The reality is that surcharges on bags reduce their use and encourage consumers to shift to reusable alternatives, and this has been proven over and over in countries as diverse as Ireland and China, with demonstrable and measurable results. It's good policy and it helps the triple bottom line of people, planet AND profits as consumers benefit from retailers subsidizing the purchase of branded reusable bags (which they carry in competitors stores, it should be noted), reduced resource consumption and a cleaner planet... and retailers get a new revenue source from branded merchandise.
The defeat of good policy at the expense of reason is nothing new to retail. After all, we've seen some pretty divergent and contradictory positions on the healthcare reform debate coming from the industry:
- Wal-Mart urges an employer mandate to cover the uninsured...
- ... to which the National Retail Federation responds "um... over our dead body"...
- And Whole Foods CEO John Mackey (already under a bit of fire over faking blog posts regarding the company's acquisition of rival Wild Oats) went so far to the right in his arguments against "ObamaCare" that he sparked a boycott - not by a political group, but by Whole Foods shoppers.
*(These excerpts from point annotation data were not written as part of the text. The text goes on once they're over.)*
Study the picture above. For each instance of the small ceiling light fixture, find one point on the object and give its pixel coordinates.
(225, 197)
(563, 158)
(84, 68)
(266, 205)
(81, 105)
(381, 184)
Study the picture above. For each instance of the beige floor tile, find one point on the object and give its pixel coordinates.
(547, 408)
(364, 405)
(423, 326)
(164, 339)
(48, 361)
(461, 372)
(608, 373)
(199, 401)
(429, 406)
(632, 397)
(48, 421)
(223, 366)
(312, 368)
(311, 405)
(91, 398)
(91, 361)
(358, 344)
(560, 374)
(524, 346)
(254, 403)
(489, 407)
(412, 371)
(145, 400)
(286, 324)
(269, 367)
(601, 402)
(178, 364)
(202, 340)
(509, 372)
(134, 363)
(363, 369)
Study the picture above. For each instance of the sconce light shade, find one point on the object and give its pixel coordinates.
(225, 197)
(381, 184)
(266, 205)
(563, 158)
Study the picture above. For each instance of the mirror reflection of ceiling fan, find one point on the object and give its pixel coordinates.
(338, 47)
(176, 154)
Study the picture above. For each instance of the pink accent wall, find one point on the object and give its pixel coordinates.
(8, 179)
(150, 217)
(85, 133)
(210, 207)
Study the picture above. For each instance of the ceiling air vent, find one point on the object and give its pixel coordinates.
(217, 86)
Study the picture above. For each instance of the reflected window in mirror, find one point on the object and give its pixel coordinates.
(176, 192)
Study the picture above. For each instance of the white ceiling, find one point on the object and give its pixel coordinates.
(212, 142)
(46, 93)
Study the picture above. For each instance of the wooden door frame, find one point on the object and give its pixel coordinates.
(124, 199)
Retailers looking to profit and grow in the coming decade need a new look at what it means to be "sustainable." The NRF needs to remember that every dollar the average shopper - or retail employee - has to spend on health care or insurance is a dollar less to spend in stores. Rather than blindly fighting tooth and nail against anything that MIGHT add a small cost to their bottom line, retailers need to find ways to make their strategies win for the triple bottom line: people, planet, and profit. It's not an either/or... and it is imperative.
And for any Seattleites thinking their image as a bastion of environmentalism might be tarnished by their love of the plastic bag (or love of the plastic bag maker's political donations...), fear not... Though Mexico City leads the way on banning plastic bags, you still have better traffic... at least in the HOV lanes.